Femininity and masculinity are body projects, the ongoing and iterative products of practices, as we see in Scott Delgarno’s “Patina” and from a different angle in Colin Pope’s (because I didn’t know what affection meant between two men).” Challenging the binaries of gender through intentional body reconfigurations can carry collateral consequences; Cyrus Stuvland and Charlie Sorrenson trace these corporeal shifts via trans narratives in fiction and nonfiction. And sometimes a loss of control is imposed upon the body, through illness or aging or disability or violence, or through the medical and legal discourses of our times, all of which intersect with race, class, gender, sexuality, nation and religion. These intersections are brought into sharp relief in, for instance, Chimezie Chika’s “The Silent Boy” and Ashwini Bhasi’s “The Cuff,” and again, in a different register, in Aaron H. Aceves’s “Visions.” The body and disability is another powerful motif in this issue. John Janelle Backman recounts the way her tics have been a source of shame as well as succor; Molly Higgins reflects on how her disability has complicated her visions of motherhood. For Harriet Y. Woodford, confronting cancer and undergoing a double mastectomy needed to be reified through a visual chronicle of body transformation, documented in these pages.

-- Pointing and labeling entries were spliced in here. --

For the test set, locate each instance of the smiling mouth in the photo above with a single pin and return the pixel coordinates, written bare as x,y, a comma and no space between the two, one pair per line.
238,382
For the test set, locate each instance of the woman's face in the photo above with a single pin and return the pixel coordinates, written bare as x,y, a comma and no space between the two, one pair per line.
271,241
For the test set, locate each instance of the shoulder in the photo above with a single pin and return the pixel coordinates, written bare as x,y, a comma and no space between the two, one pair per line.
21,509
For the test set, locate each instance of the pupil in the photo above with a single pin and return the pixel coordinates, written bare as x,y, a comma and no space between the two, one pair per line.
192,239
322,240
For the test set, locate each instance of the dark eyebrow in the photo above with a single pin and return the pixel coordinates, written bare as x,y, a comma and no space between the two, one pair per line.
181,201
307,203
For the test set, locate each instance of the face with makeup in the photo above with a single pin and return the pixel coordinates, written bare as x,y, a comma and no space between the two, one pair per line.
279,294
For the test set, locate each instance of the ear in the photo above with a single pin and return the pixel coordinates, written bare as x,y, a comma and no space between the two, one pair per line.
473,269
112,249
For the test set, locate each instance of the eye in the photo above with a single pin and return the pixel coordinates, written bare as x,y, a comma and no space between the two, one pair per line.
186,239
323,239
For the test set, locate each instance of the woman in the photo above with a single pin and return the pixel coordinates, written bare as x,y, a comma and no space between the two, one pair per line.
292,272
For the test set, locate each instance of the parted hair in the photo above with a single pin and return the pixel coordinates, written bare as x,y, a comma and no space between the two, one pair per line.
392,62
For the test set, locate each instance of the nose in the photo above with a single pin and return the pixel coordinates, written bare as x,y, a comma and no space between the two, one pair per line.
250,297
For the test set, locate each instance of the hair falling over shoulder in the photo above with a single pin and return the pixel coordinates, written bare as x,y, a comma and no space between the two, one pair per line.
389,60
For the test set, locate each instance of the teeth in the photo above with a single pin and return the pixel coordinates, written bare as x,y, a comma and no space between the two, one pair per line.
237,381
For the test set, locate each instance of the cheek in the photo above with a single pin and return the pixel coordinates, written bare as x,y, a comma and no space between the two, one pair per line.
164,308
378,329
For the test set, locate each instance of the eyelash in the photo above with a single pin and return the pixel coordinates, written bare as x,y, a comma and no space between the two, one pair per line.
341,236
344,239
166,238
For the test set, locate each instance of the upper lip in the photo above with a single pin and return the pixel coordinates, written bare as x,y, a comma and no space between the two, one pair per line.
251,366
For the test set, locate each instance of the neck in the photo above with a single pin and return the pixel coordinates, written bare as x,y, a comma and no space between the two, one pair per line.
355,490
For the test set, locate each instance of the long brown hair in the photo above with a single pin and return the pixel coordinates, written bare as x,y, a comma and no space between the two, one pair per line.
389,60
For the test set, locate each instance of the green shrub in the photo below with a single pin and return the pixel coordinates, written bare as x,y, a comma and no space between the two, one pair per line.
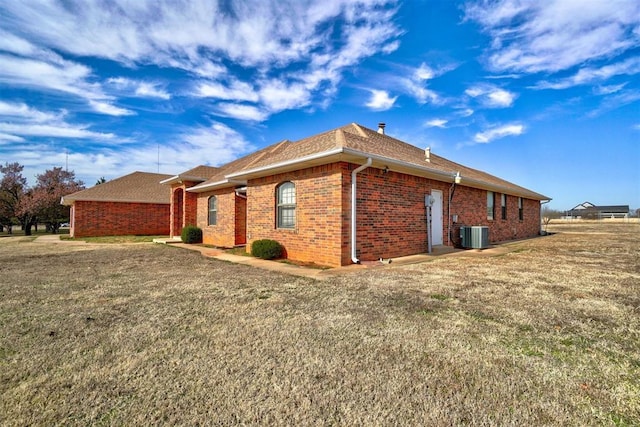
191,234
266,249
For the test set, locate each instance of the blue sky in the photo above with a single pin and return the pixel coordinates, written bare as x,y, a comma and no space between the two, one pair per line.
545,94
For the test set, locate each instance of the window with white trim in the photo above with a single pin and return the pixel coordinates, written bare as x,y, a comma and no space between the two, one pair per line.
520,210
213,210
490,205
286,205
503,205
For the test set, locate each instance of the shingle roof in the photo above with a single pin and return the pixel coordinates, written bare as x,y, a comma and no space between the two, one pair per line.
137,187
354,139
198,174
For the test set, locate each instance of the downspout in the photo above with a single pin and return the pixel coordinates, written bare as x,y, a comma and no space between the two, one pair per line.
353,209
541,218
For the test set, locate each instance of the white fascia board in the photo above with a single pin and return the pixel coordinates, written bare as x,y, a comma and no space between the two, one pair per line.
213,185
178,178
170,180
285,163
387,161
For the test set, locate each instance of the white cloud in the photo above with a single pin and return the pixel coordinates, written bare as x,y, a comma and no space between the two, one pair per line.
278,96
144,89
23,120
61,130
21,111
216,143
591,75
258,39
616,100
4,137
609,89
466,112
549,36
491,96
111,110
437,123
424,72
235,91
415,84
241,112
380,100
499,132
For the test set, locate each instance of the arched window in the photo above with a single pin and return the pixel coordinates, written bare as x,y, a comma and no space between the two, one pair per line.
286,203
213,210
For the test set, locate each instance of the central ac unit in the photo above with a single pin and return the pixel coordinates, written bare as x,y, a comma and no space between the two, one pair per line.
474,237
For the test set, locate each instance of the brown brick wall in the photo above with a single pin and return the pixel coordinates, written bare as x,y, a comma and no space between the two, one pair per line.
117,219
319,214
183,207
391,216
222,234
471,206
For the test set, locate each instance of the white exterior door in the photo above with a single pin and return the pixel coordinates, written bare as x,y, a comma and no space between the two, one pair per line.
436,218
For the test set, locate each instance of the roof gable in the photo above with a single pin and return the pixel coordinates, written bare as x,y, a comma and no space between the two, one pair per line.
137,187
351,143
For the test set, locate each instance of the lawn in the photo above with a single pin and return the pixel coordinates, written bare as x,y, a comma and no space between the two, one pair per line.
546,333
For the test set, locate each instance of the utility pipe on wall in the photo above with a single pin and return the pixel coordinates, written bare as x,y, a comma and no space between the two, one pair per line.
353,208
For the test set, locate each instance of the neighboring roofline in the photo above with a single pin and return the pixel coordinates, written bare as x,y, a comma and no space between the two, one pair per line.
68,201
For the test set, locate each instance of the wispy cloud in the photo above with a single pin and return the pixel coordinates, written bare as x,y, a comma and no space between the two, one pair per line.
53,73
380,100
436,123
549,36
305,46
492,96
416,84
235,91
241,111
590,75
137,88
616,100
109,109
489,135
18,120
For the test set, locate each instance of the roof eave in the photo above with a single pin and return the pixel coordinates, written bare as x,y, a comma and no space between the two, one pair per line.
225,183
347,154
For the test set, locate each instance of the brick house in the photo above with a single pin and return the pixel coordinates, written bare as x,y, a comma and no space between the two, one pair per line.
348,195
135,204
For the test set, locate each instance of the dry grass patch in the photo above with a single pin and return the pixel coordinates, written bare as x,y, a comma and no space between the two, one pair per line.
547,334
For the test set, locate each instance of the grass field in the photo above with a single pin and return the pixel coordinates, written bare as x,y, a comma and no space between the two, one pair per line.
546,333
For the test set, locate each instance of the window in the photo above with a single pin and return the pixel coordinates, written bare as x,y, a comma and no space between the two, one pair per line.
286,201
213,210
490,204
520,210
503,204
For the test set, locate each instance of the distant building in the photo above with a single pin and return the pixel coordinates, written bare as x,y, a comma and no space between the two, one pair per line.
588,210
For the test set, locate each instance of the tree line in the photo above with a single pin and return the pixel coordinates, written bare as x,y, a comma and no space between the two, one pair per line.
28,206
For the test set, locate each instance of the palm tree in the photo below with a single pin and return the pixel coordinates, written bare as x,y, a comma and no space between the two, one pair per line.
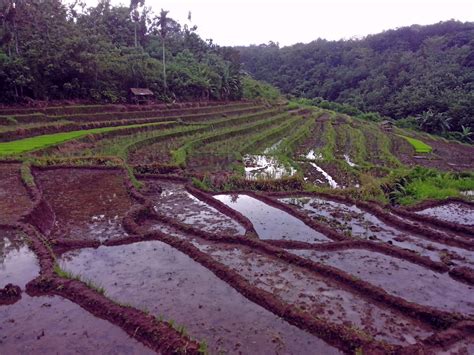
134,4
162,22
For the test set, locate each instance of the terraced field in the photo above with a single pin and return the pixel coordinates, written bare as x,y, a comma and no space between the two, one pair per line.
228,228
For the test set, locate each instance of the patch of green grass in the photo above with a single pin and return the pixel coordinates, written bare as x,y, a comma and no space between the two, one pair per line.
69,275
420,184
419,146
39,142
330,136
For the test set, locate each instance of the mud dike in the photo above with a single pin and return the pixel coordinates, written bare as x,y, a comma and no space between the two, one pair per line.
171,268
112,242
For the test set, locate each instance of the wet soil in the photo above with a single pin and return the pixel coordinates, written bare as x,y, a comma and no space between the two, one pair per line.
270,222
89,204
168,283
53,325
452,212
317,296
14,199
174,201
400,278
353,222
18,264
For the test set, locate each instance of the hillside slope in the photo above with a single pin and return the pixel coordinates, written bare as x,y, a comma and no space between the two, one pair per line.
397,73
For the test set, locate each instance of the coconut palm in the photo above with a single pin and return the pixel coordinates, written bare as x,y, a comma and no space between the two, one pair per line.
162,23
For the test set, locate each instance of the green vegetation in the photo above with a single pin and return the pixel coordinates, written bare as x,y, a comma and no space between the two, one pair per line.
69,275
254,90
417,71
54,50
419,146
47,140
420,184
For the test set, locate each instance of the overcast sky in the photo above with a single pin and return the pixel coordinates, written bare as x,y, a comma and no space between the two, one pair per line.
244,22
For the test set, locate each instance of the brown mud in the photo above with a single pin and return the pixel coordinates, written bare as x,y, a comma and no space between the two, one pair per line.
401,278
173,200
14,198
269,222
51,324
177,288
89,204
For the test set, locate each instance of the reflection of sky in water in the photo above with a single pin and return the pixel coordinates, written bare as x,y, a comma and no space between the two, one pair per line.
353,221
18,264
271,222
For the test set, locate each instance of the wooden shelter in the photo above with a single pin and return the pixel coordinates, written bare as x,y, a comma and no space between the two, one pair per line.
140,95
386,125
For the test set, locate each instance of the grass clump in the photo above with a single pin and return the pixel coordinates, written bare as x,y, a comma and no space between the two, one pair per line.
34,143
419,146
421,184
70,276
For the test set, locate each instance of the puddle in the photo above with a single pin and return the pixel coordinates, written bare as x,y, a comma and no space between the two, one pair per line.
176,202
401,278
53,325
269,150
312,155
14,199
352,221
174,286
328,177
451,212
270,222
265,167
89,204
317,296
18,264
348,160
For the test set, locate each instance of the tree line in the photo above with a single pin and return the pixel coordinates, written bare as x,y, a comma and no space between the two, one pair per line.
423,74
53,51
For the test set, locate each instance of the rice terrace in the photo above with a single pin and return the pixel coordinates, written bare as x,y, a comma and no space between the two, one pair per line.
219,203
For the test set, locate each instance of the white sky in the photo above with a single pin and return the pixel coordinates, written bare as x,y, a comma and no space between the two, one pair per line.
244,22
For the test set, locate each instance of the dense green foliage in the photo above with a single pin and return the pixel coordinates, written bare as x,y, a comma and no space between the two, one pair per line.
52,51
255,90
425,71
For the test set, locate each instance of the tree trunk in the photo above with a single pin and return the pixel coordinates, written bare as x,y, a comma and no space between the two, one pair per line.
164,65
136,39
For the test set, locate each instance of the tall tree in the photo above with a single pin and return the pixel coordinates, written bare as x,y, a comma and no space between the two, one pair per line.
162,23
134,5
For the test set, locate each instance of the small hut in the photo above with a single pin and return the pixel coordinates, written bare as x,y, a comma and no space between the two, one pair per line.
386,125
140,95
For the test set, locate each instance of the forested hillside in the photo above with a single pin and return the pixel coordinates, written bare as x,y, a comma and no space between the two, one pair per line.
410,71
52,51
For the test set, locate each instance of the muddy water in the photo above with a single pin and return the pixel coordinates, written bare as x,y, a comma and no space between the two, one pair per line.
400,278
265,167
53,325
270,222
18,264
174,201
462,347
352,221
451,212
14,198
317,296
88,204
168,283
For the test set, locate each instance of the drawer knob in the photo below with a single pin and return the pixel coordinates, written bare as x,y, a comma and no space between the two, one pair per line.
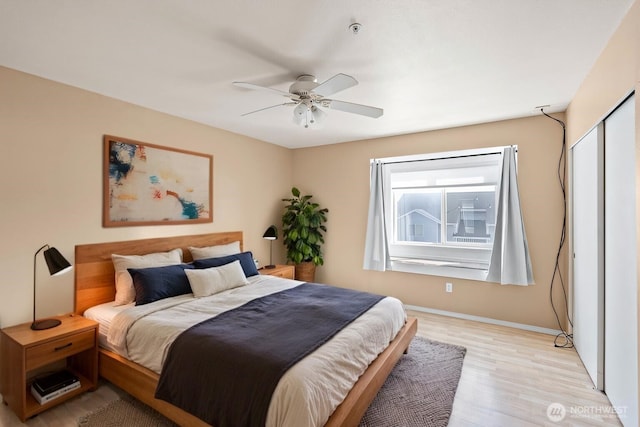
62,347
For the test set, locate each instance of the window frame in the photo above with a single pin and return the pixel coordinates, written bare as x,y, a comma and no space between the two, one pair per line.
469,261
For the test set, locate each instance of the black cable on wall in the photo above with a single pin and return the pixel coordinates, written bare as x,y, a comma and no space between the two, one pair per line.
563,339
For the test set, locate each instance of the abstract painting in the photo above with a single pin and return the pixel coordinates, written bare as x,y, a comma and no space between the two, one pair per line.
147,184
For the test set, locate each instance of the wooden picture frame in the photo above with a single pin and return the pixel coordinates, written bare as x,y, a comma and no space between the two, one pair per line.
148,184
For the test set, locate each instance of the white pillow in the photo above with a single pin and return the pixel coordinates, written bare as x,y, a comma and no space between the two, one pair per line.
209,281
125,292
215,251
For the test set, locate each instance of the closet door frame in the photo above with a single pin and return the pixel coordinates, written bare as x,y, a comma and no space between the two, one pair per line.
586,170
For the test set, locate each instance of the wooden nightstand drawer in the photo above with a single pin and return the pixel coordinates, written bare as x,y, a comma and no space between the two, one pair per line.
43,354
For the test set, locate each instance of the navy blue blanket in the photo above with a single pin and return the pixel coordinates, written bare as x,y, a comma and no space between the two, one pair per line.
225,369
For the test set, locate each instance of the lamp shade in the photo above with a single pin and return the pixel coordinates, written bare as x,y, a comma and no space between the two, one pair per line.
56,262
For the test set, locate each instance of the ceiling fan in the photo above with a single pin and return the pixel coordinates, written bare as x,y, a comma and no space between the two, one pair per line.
309,98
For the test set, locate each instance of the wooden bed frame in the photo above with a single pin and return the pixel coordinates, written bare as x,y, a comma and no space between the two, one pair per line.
94,284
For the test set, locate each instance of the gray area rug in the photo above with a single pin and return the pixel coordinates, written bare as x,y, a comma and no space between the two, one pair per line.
418,393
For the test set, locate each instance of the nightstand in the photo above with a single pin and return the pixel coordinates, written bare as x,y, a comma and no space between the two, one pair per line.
26,354
284,271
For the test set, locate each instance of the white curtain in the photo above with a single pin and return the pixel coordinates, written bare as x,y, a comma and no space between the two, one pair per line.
510,263
376,249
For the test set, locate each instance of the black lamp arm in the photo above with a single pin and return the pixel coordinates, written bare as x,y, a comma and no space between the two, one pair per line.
34,279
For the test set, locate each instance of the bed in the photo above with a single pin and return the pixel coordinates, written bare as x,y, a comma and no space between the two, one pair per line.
94,285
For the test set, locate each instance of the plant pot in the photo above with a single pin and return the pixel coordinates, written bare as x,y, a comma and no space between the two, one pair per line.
306,271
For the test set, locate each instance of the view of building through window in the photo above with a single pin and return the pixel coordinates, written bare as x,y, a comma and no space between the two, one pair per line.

The trauma of violence against women in its multiple manifestations is the site of rage and sorrow in Claudia N. Cortese and M. Privitello’s “Epistolary Poems.”  

 

This issues theme is the body, flesh and blood, and yet in today’s world the body is inextricably yoked to technology. Elizabeth Vidas’s inventive short story “iWaldentransports us to an eerily familiar lockdown situation where people live in pods and “minder” online, where virtual and real-world relationships play out in unexpected ways, and where Thoreau makes a cameo appearance.  

 

As I reflect on these topics and revisit these works, I’m grateful to Lynne Nugent, who first invited me to guest edit this issue of TIR, and to Katie Berta and Alicia Wright, whose support and guidance were invaluable in compiling this powerful collection of art, prose and poetry. In addition, my work would have been infinitely more difficult without the insights and appraisals of the University of Iowa students who read submissions and alerted me to the ones aligned with this theme. My thanks, too, to many writers and artists who submitted their deeply personal and potent work: writing is a vulnerable process and risking a submission even more so. I want to honor that here. 

 

It’s also important to recognize that even as I write this introduction to the “Bodies” issue, we are witnessing the politics of bodies in and out of control, of embodied vulnerability. Political violence continues against bodies around the globe, devastating entire regions. Wildfires and other climate events have decimated vast tracts of land and displaced peoples. Vital health care is no longer available to those who desperately need it in many parts of the world. Continuing to write, make art, think and engage with bodies and their control remains a crucially important mission as we reckon with these and other cataclysmic events.